36 Center of Gravity

Center of Gravity

You may have heard the term  center of gravity in reference to balance and you might intuitively know that a toddler’s big head raises their center of gravity, which makes them less stable than adults. We already know that the force of gravity is what gives an object weight, but what is the center of gravity? Think about which body part you feel gravity  pulling on. Do you feel it pulling on just your leg, or your arm, or what? Actually, the force of gravity acts on all of your mass in the same way, according to Newton's Universal Law of Gravitation down to every single molecule and atom.  If we break up your body into many many small chunks of equal mass we could calculate the tiny force of gravity on each one. If we add up all those tiny forces we get your total weight. If we average the locations of all those equal tiny forces, the resulting location would be the center of gravity. If we averaged the location of all the equal chunks of mass that would be the center of mass. Everyday objects, like humans, are small enough that gravity acts uniformly on all parts of the object and the center of gravity and the center of mass are essentially the same location. Check out the following video to learn how to experimentally find the center of gravity (mass) of an irregular object.

Reinforcement Exercises

To find the center of mass mathematically we can break the object into small chunks of mass (m_i).

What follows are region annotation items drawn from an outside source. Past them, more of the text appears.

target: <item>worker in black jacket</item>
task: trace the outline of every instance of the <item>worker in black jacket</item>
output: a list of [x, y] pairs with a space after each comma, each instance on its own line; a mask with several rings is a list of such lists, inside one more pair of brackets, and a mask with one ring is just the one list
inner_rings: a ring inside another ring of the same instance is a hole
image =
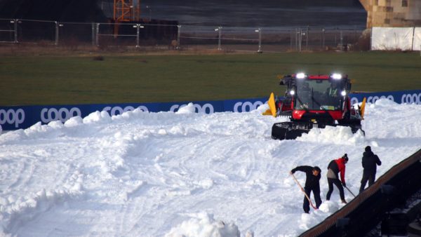
[[377, 165], [381, 165], [382, 161], [380, 161], [379, 156], [371, 151], [371, 147], [367, 146], [366, 147], [364, 153], [363, 153], [362, 164], [364, 170], [363, 172], [363, 178], [361, 179], [360, 194], [364, 191], [367, 181], [368, 181], [368, 187], [374, 184]]
[[[290, 174], [293, 174], [295, 171], [301, 171], [305, 172], [305, 185], [302, 190], [307, 196], [310, 197], [310, 194], [313, 191], [313, 196], [316, 201], [316, 207], [319, 208], [321, 204], [321, 198], [320, 198], [320, 172], [321, 170], [317, 166], [312, 167], [308, 165], [297, 166], [290, 171]], [[302, 203], [302, 209], [304, 212], [308, 213], [310, 211], [310, 203], [307, 197], [304, 196], [304, 203]]]

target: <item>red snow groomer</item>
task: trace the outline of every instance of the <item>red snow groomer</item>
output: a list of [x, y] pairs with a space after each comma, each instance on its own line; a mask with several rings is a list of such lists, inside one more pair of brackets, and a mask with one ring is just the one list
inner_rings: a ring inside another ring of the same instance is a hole
[[351, 81], [347, 75], [306, 75], [304, 73], [284, 76], [279, 83], [286, 86], [285, 98], [275, 101], [271, 94], [269, 109], [264, 114], [288, 116], [290, 121], [274, 124], [272, 137], [293, 140], [308, 133], [313, 128], [326, 126], [349, 126], [352, 133], [361, 130], [366, 98], [361, 106], [351, 105], [348, 93]]

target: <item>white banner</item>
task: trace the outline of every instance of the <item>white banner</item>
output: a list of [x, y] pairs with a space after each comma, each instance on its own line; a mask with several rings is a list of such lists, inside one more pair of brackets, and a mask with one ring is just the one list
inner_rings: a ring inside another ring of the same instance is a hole
[[372, 50], [412, 50], [414, 27], [373, 27]]

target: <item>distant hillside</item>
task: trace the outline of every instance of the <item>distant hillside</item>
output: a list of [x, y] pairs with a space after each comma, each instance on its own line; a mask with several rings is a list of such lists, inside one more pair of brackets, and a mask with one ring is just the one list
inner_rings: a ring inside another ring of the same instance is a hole
[[96, 0], [1, 0], [0, 18], [104, 22]]

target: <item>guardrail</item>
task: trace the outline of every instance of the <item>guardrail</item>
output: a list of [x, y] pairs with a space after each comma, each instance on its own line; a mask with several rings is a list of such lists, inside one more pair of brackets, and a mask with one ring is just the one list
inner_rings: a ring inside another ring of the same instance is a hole
[[[387, 98], [396, 103], [421, 104], [421, 90], [395, 92], [361, 93], [350, 94], [351, 102], [361, 102], [364, 97], [367, 102], [374, 103], [380, 98]], [[266, 103], [267, 97], [228, 100], [218, 101], [194, 101], [196, 112], [212, 114], [214, 112], [246, 112], [256, 109]], [[111, 116], [121, 114], [127, 111], [139, 109], [144, 111], [177, 111], [189, 102], [167, 103], [127, 103], [76, 105], [36, 105], [36, 106], [0, 106], [0, 126], [4, 130], [27, 128], [41, 121], [43, 124], [52, 121], [65, 122], [67, 119], [79, 116], [85, 117], [95, 111], [106, 111]]]

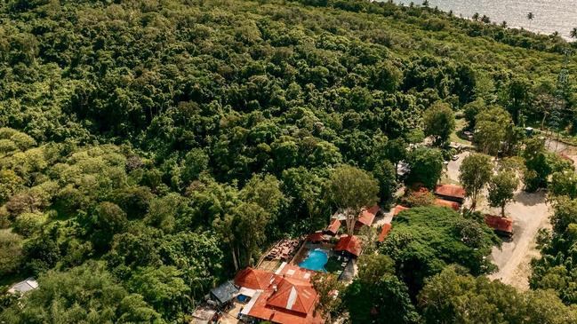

Then multiply each chunk of mass by its own distance horizontal distance (x_i) from a reference point. Adding up all the(m_i x_i) values a dividing that result by the total mass of the object will tell us the horizontal distance of the center of mass from the reference point. For an object with only chunks, it would look like this:

(1)   \begin{equation*} x_{com} = \frac{m_1 x_1 +m_2 x_2 + m_3 x_3}{m_1+m_2+m_3} \end{equation*}

Doing the same, but using the vertical distances from the reference point, will tell us the vertical distance between the reference point and the center of mass (y_{com}). For example, if we chose the floor as our vertical reference point, then y_{com} would be the height of the center of mass above the floor.


Being out of balance means that your center of gravity is no longer above your support base (usually the space between your feet). When that happens you either fall down or take a step to widen your support base (regain your balance). The next chapter will examine why those are the only two options you have.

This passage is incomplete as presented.